US Dollar gains against foreign currencies April 2018 to present:
Japanese Yen: zero
Swiss Franc: ~4%
Canadian Dollar: ~5%
Mexican Peso: ~6%
Indian Rupee: ~9%
Chinese RMB: ~13%
Norwegian Krone: ~14%
UK, New Zealand and Sweden: ~15%
Australia: ~ 16%
Brazil and South Africa: ~20%
Gold is currently up ~8% Vs. the USD since April 2018...and obviously it is up even more against all of the above currencies!
WTI crude oil jumped as much as $9 immediately following the attacks on Saudi oil facilities Sept 14 but prices have fallen back relentlessly since then with November WTI tumbling from ~$64 to a low of ~$51 this week. That market closed at $55 the day before the attacks. The price decline to this week’s lows may have been accelerated by signs of slowing economic activity (less demand for crude?) and in “sympathy” with the sharp break in global stock markets (I have often noted the correlation between WTI and equity index prices...especially at significant turning points.)
Gold fell to a 2 month low ($1465) early this week as the USD Index hit new 28 month highs. I wrote last week that a decisive break below $1490 basis December could set off a “falling dominos” wave of selling given the ATH in Comex open interest and net speculative long positioning. It looked like that break was beginning to happen on Monday and early Tuesday until the PMI report triggered a wave of selling in the stock indices and the USD...and a wave of buying in bonds and gold.

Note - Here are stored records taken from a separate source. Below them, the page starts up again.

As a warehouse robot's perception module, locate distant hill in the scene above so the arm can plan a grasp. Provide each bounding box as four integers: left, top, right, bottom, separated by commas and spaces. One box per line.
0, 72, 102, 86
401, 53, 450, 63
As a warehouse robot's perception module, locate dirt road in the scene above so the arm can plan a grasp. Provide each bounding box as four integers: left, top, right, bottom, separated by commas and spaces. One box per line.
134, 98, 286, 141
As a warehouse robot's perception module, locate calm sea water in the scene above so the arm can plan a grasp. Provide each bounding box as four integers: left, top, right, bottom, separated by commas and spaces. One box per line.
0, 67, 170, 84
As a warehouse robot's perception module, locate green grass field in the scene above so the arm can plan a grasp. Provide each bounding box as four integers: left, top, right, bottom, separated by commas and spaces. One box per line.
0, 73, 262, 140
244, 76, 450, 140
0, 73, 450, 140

Since last November gold and bonds have rallied more-or-less together...with the rally in both markets going into “over-drive” in July/August. My view has been that falling interest rates...especially falling real interest rates have been the main driver of the gold rally. Most of the time a strong USD, such as we’ve seen over the past year is a headwind for gold...but not this time...gold has been rising against all major currencies including the USD. There has also been a HUGE swing in gold sentiment. One year ago Comex speculators were net short gold...for the first time in over 10 years...and the momentum of their buying accelerated as gold rallied above the $1350 highs of the past couple of years.
Political tensions between Trump and the Democrats ramped up this week over the impeachment issue...but I wonder if/when markets will start to anticipate a very hostile/divisive election campaign next year. Ask yourself how markets will react if they start to believe that Elizabeth Warren will become President.

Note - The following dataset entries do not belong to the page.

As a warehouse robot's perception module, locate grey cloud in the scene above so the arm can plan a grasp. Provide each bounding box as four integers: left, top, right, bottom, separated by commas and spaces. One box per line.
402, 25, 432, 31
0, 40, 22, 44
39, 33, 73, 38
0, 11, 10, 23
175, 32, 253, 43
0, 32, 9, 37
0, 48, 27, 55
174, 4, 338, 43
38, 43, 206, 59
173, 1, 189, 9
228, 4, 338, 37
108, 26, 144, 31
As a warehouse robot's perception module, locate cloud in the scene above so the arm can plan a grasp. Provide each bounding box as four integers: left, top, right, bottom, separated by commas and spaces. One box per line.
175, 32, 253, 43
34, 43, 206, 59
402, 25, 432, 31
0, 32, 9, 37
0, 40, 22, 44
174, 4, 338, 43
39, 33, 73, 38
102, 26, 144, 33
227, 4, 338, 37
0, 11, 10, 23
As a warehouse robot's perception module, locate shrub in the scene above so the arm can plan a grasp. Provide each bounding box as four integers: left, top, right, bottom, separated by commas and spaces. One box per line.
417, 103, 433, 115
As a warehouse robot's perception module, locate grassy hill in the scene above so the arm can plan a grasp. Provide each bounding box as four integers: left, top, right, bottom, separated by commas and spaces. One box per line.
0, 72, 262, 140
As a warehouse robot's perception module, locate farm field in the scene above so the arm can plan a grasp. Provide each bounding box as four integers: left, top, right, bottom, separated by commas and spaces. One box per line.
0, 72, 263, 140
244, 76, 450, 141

My short term trading: I got back to my trading desk near the end of last week after being on the road for a week. I’d been flat while away and eased back into trading by buying S+P puts when the market looked weak Friday morning. It sold off later in the day on the “capital restrictions on Chinese investments” story but the bounce back late Friday caused me to have second thoughts. I covered the puts for a small loss when the market moved higher Monday and “totally missed” being short as the market plunged Tuesday and Wednesday. This was a great example of my idea that, “Trading is not a game of perfect!”
I shorted gold Sunday afternoon. I had written about it looking to be at risk of a break down so I positioned for that and covered for a nice ($16) gain when gold began to rally off its lows on the Tuesday ISM report.

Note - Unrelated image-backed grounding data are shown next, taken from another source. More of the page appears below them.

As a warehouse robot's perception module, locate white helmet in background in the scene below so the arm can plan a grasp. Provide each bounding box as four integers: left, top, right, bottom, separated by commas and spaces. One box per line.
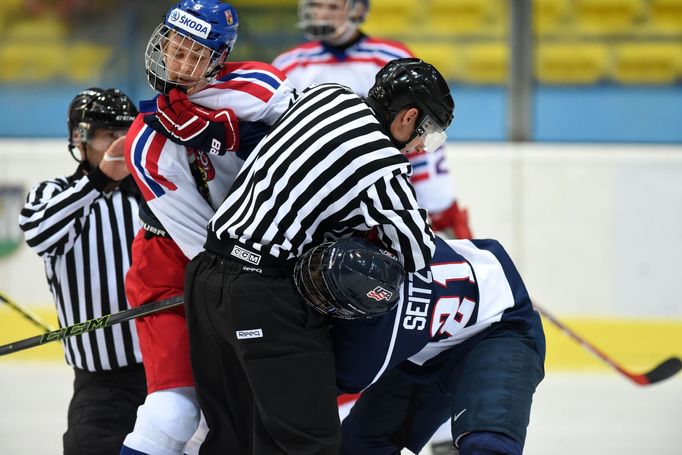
297, 0, 369, 41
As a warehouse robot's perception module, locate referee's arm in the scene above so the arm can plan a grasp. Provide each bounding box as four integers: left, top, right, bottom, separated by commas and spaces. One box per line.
19, 168, 112, 256
362, 171, 436, 272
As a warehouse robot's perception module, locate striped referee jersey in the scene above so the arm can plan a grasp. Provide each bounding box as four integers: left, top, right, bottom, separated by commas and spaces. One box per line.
207, 84, 435, 271
19, 168, 142, 372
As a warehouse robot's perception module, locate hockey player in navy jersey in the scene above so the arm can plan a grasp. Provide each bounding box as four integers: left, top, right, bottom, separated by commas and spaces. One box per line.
294, 238, 545, 455
272, 0, 471, 238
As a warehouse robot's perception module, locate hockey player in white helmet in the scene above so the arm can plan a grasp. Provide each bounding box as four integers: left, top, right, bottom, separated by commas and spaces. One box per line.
273, 0, 471, 238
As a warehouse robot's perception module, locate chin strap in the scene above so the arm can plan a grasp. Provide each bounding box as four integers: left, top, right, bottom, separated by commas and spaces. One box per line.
365, 96, 406, 150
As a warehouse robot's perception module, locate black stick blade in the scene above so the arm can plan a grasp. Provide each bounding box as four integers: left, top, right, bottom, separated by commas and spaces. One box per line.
644, 357, 682, 384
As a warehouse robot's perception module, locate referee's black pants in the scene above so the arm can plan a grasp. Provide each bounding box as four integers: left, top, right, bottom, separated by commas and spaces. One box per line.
63, 364, 147, 455
185, 252, 340, 455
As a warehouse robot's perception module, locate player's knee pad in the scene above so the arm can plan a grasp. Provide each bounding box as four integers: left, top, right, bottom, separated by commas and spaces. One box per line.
123, 387, 200, 455
457, 431, 523, 455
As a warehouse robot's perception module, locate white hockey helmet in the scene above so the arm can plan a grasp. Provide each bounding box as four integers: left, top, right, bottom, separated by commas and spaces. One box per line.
297, 0, 369, 41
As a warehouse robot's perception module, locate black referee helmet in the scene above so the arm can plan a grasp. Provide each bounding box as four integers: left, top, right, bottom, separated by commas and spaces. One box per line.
294, 238, 405, 319
66, 87, 138, 161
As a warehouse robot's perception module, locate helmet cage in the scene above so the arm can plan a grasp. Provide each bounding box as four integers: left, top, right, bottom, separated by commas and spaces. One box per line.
294, 242, 336, 316
145, 24, 229, 94
296, 0, 367, 41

I bought Swiss Francs near 4 month lows on the Tuesday PMI report (I could just as easily have bought gold) and sold them into the close for a nice (40 points) gain.
I took a couple of stabs at shorting gold Thursday when it failed to sustain its gains on the services PMI report but took small quick losses.
I re-shorted gold Friday and also sold WTI puts thinking that the selloff in crude was WAY overdone and WTI might catch a bid from the stock market rally. At the end of the week I’m short gold and (effectively) long WTI.